ドラゴン退治ともなれば、一等級の冒険者が十人超の一党パーティを組んでいても、時には死人が出る。十数人で山分けしてもなお、命を懸けてもいいと思えるほどの報酬を、特別案件の数だけ用意する事は不可能だった。


「まっ、つまり報酬は大陸最強の名誉……それを得る為の切符という訳だな」

「きったねえ……」

「嫌なら、やらなければいい……国内の厄介事を一掃しつつ、闘技大会による特需も期待出来る。経済的には、確かに悪くない話なんだが」

「……でもよ、その特別案件。当然、一人で攻略するんだよな? 魔術師や神官にゃ相当キツい話だな」

「いや……徒党を組む事は許可されている」

「……マジで? 前衛に守られながら試練を超えた後衛なんて、大会に出ても仕方ないだろ」

「無理に一人で試練に挑んで死なれても、それこそ無意味だからな」

「……確かにそうだけどよ」

「それに当然、最終的には個人の腕前を試される事になる」

「ま、そりゃそうか。でも、どうやって?」

「国が選抜した推薦枠の出場者と戦ってもらう。勝てぬまでも善戦すればよし。もし勝てば、推薦枠が移譲されるという訳だ」

「……その推薦枠ってのは、例えば誰がいるんだ?」

「私が知る限りでは……さっきも言ったが、【聖女】様と【主席宮廷魔術師】殿だろ。他にも【近衛騎士長】殿、【拳聖】殿、【罪狩人】殿……」


 メイジャが指折り連ねていく称号は、どれもこの大陸における『最強』を示すものだった。最強の神官、最強の魔術師、最強の騎士、最強の武闘家、最強の猟兵――


「【剣鬼】殿もいたっけな」


 そして、最強の剣士。

 西田が精神のたかぶりを抑え切れずに一瞬、闘気を溢れさせた。


 しかし、西田は自覚している――自分は、まだ弱い。

 誰と戦って出場権を得るにしても、生半には成し得ない事は明白。

 強くなる為の算段を立てる必要がある。それと並行して、国の定めた試練もこなさなくてはならない。

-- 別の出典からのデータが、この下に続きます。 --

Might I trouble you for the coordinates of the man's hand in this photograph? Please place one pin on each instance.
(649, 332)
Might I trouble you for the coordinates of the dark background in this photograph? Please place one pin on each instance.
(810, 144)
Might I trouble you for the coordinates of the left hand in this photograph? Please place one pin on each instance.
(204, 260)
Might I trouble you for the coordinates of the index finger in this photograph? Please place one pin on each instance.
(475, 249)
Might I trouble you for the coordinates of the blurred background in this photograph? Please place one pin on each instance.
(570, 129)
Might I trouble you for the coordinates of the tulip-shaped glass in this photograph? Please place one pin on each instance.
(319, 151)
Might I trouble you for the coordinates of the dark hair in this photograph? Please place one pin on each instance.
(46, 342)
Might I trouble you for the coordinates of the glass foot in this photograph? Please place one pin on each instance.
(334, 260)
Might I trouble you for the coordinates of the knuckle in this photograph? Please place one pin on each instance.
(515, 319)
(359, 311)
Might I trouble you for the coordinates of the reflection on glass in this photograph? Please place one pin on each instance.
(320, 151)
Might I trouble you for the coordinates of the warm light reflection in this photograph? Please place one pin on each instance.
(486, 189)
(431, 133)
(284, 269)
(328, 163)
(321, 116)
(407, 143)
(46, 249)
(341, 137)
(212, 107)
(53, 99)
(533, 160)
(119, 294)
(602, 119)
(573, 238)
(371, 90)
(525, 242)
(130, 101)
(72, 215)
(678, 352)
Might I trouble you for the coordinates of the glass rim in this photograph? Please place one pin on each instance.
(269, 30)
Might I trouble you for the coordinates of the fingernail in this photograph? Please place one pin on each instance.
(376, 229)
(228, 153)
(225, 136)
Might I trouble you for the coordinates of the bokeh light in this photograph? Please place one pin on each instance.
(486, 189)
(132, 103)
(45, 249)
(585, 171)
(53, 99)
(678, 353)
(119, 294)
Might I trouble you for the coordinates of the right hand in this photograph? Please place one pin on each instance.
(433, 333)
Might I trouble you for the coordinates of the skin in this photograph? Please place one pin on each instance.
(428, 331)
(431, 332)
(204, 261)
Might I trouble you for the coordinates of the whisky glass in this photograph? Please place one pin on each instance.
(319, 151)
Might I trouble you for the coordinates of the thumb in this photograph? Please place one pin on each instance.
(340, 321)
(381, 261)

だとしたら――何を、どのような手順で始めればいいのか。


「……ああ、それと」


 そんな西田の思考を断ち切るように、メイジャが再び声を発した。


「推薦に応じるかは決めていないが、私も選抜闘士の一人だぞ」

「……なんだって?」


 そして、思わず西田はそう聞き返した。


「あなたが、ですか?」


 シズも、不可解そうな顔をしていた。

 メイジャは確かに、隻腕の身で練兵場の教練指導官を務める、実力者だ。

 だが、大陸最強を争えるほどだとは――どうにも思えなかった。

 事実、道場での組手において、メイジャはシズに打ち負かされている。


「なんだ、二人して。私じゃ役者不足だとでも言いたげじゃないか」

「……それは、なんつーか」


 西田もシズも返答に窮していた。

 まさかその通りだと言う訳にもいかないが、言い逃れが利くような状況でもない。

 となれば、なんとか角の立たない切り返しを見つけなければならないが――


「……ふむ、どうしたものか。シズには、規則とは言え意地悪をしてしまったからな。ニシダも、結果的にだがシズの事で世話になったし……」


 メイジャはそんな二人の様子など気にもかけず、何やら独り言を呟いて――


「よし、いささか贔屓が過ぎるが……私が一度、お前達に稽古をつけてやろう」


 そう言った。至って真面目な口調だった。

 西田もシズも、またも返答に窮していた。

 今度は単純に、メイジャの発言の意図を理解しかねたからだ。


「……それは、何か技を教えてくれるって意味なのか?」

「いいや」


 西田の問いに対して、メイジャは即座に首を横に振った。


「今のお前達の実力が、大斂武祭の出場候補と比べてどの程度なのか。それを教えてやると言っているんだ」


 続く返答は微かな、しかし不敵な――挑発的な笑みと共に紡がれた。そんな態度を取られては、西田もシズも最早、気遣いなど考えてはいられなかった。


「……そこまで言うなら、教えてもらおうじゃありませんか」


 シズが今にも飛びかからんばかりの闘気を纏い、椅子から立ち上がった。